Not all Chairs add value; in some cases, they can actively erode it. We have heard examples that include Chairs who disrupt meetings with aggressive or erratic behavior, governance breakdowns leading to leadership churn, and misalignment caused by external affiliations. Ineffective board leadership slows progress and strips away potential opportunities. This is often felt more acutely in PE-backed environments, where the Chair may be closely aligned with a sponsor and multiple investors may be operating with different priorities. In those situations, the Chair is not just facilitating governance; they are managing tension, competing expectations, and the cohesion of the board itself. When that leadership is weak, fragmentation shows up quickly.
So how do you select the right Chair? It’s more than intuition; it is a discipline. Some of the most common elements that lead to success are:
- Structured Selection Frameworks: Boards are increasingly using matrices to assess skills, experience, leadership traits, and capacity and commitment.
- Formal Succession Planning: Succession planning is extending beyond CEO roles to include C-level Roles on the executive side and Chair, Lead independent Director, and Committee Chairs on the board side
- Board Effectiveness Evaluations: Board effectiveness reviews by third parties every 3 years are seen as the gold standard for improving governance quality and accountability.
The most forward-looking boards are taking a broader view of succession in the Board room. Rather than planning only for the Chair, they are creating clear succession pathways for lead directors and, increasingly, for every board member, making expectations, tenure, and future transitions more transparent so that renewal happens deliberately rather than through surprise or crisis.

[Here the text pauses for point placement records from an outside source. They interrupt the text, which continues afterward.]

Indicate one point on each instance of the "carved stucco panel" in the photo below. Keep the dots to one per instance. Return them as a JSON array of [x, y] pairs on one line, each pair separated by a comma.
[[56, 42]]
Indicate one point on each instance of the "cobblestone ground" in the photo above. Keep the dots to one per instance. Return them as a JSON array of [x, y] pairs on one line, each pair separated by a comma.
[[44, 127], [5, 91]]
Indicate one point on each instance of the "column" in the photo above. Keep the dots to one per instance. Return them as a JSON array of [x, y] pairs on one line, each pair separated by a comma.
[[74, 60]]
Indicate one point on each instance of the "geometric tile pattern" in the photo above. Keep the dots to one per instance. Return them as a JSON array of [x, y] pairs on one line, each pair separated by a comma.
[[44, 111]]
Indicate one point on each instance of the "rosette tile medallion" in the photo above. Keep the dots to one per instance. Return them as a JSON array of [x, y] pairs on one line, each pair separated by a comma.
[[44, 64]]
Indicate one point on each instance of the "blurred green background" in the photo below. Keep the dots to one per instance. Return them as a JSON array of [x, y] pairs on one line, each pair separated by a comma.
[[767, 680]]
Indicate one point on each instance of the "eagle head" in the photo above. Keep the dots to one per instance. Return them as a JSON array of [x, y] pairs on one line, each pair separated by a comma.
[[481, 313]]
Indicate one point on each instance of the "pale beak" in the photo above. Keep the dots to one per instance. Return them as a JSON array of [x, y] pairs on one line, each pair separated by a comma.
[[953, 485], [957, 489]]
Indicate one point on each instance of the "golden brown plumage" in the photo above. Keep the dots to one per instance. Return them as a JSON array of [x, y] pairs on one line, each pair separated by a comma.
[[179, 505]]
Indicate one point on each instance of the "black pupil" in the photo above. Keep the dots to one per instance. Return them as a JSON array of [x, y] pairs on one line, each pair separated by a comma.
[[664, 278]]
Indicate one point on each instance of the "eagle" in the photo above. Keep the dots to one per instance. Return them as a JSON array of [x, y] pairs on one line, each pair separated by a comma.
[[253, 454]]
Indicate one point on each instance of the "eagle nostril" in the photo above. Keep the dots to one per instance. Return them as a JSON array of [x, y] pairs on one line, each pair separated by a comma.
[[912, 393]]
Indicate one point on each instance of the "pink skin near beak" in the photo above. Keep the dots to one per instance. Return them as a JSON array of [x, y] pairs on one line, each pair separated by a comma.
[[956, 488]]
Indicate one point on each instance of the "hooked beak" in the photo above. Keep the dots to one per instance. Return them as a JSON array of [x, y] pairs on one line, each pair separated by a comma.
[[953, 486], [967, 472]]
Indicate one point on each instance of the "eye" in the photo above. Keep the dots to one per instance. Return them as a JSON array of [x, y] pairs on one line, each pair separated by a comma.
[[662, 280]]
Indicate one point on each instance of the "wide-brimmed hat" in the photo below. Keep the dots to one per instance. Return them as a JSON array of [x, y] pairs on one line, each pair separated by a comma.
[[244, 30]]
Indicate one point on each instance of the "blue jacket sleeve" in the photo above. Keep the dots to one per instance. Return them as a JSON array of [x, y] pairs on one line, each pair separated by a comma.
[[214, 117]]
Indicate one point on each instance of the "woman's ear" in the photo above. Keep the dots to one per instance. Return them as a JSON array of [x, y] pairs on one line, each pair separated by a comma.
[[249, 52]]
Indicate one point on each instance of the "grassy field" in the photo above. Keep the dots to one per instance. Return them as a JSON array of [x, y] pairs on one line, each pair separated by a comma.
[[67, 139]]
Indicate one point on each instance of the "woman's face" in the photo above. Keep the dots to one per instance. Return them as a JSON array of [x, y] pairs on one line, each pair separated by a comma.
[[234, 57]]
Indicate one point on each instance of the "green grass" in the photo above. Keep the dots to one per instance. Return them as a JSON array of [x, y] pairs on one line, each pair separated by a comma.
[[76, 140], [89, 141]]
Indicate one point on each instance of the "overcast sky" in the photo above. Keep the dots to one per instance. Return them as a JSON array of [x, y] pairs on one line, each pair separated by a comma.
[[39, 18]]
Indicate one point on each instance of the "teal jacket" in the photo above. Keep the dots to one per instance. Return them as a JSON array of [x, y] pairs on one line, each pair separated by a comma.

At the core of these efforts is a simple but powerful question:
What does the future of this company require, and is our board built for it?
Board Leadership in a New Context: AI, Disruption, and Rising Expectations
Board Leadership in a New Context: AI, Disruption, and Rising Expectations
The Chair’s role is expanding rapidly as boards confront transformative forces, the most top of mind of which is AI. Board members must be active participants in shaping how organizations adopt and scale AI. As one participant put it: “Become disruptive—or get disrupted.”
Some of the challenges related to AI that boards are facing include:
- Fundamental shifts in cost structures and operations
- Rapid advances in capability (e.g., science, manufacturing, diagnostics)
- High-stakes decisions around risk, investment, and regulation
- The reality of ensuring governance keeps pace with innovation
Board Chairs must ensure that their directors are prepared to oversee an organization in an AI-forward context and take the necessary steps to offer continuing education and bringing in outside expertise as needed.